Economy / News

China's exports strong, imports stronger; US jobs seem resilient; US sentiment hit record low; Canada jobs shrink; India loan growth up; eyes on Australian budget; UST 10yr at 4.36%; gold dips and oil stable; AU$1 = 72.5 USc

David Chaston profile picture

11th May 26, 5:56ambyDavid Chaston

Breakfast briefing: The Persian Gulf mess festers

Here's our summary of key economic events over the weekend that affect Australia with news that the Strait of Hormuz is still essentially shut with Trump's war on Iran far from resolved. The claims of 'ceasefires' merely propaganda exercises. Rolling skirmishes mean no shipping can get insurance, despite offers of safe passage. No-one respects anyone in a region where trust has evaporated.

Locally this week, the key events will be the Federal Budget on Tuesday preceded by the Commbank profit result. There will also be consumer and business sentiment surveys out this week.
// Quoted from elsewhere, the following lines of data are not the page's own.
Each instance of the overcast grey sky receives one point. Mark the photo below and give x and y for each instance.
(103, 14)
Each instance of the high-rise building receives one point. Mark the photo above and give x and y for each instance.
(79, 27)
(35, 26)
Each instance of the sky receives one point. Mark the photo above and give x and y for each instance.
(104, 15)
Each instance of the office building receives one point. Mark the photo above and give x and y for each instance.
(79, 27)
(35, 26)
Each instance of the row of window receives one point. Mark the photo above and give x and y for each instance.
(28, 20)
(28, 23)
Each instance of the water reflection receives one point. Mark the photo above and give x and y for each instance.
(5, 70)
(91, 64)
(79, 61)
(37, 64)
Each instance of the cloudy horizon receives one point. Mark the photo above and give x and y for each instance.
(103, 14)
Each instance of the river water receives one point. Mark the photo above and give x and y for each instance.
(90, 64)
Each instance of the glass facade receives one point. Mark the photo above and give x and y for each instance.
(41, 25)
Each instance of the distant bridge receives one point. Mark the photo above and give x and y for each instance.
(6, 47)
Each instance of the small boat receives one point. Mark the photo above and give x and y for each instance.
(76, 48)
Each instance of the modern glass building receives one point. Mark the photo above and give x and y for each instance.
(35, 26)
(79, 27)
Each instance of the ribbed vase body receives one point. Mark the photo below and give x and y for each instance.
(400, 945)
In the US, it will be all about their April CPI and PPI, along with updates for retail sales and industrial production.

In India, they will also release CPI data. From Japan look out for household spending and PPI data too, and machine tool order updates.
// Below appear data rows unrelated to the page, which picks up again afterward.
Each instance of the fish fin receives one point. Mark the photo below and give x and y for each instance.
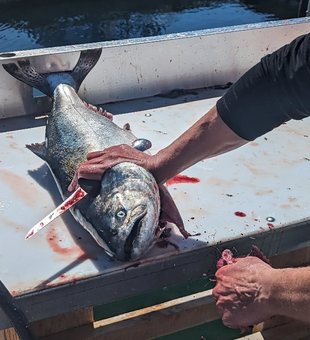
(47, 82)
(39, 149)
(141, 144)
(127, 127)
(88, 59)
(28, 75)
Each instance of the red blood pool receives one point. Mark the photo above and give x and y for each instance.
(240, 214)
(182, 179)
(30, 234)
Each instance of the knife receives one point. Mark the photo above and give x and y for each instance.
(92, 188)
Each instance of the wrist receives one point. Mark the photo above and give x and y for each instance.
(156, 167)
(278, 290)
(270, 290)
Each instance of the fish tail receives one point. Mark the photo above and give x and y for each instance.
(47, 82)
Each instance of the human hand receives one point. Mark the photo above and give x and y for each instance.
(243, 292)
(99, 161)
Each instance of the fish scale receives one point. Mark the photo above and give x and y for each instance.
(123, 218)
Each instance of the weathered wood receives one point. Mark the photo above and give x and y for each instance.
(291, 331)
(9, 334)
(165, 318)
(149, 323)
(297, 258)
(54, 325)
(255, 336)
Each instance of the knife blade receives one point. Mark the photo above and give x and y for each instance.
(92, 188)
(67, 204)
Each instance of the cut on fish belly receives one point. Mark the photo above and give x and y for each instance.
(123, 218)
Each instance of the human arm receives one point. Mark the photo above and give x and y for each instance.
(250, 291)
(274, 91)
(208, 137)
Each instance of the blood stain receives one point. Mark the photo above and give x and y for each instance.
(53, 242)
(78, 195)
(182, 179)
(240, 214)
(30, 235)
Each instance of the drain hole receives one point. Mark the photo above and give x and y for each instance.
(7, 55)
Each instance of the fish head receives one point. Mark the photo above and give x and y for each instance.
(128, 209)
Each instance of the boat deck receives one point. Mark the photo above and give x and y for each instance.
(227, 199)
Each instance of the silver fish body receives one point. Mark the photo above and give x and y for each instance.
(123, 218)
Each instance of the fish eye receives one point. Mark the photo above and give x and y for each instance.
(121, 214)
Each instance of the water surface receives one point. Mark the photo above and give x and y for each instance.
(33, 24)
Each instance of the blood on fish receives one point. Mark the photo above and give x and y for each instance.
(30, 235)
(79, 194)
(240, 214)
(182, 179)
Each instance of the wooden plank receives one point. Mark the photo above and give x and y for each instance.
(254, 336)
(54, 325)
(9, 334)
(149, 323)
(291, 331)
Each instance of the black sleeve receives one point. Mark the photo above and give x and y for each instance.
(274, 91)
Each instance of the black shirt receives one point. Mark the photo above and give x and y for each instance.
(274, 91)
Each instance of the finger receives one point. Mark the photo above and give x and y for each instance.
(95, 154)
(74, 183)
(170, 212)
(215, 293)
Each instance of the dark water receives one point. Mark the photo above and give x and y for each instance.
(32, 24)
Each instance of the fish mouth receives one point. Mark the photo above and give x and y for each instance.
(135, 231)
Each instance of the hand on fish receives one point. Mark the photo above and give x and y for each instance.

In China, we are expecting April updates for CPI, PPI and new yuan loan data.

Over the weekend, China released its April export data and it was strong. While the US is turning inward, China is seizing the opportunities of their mistake. China’s exports rose +14% in April to a record high, picking up from March's +2.5% growth despite the disruptions from the Trump Gulf War. And China's imports surged +25% on the same year-on-year basis, a second straight monthly record and confirming resilient domestic demand. It is all very impressive.

China's exports to us were up +36% and their imports were up +20%, but that still left Australia with a very large surplus with China.

China's exports to the US were down -10.4%, and their imports down a similar -10.2%. They seem to have reduced their reliance on goods from the US to now just 9.8% of their total imports. No wonder US exports are faltering.

Over the weekend, the official data from the US showed they added +115,000 payroll jobs in April at the headline level, above expectations of a +62,000 gain and following a +185,000 increase in March. It was the first back-to-back monthly gain in nearly a year, and on an 'actual' payroll basis it was stronger again. Their jobless rate was stable at 4.3%.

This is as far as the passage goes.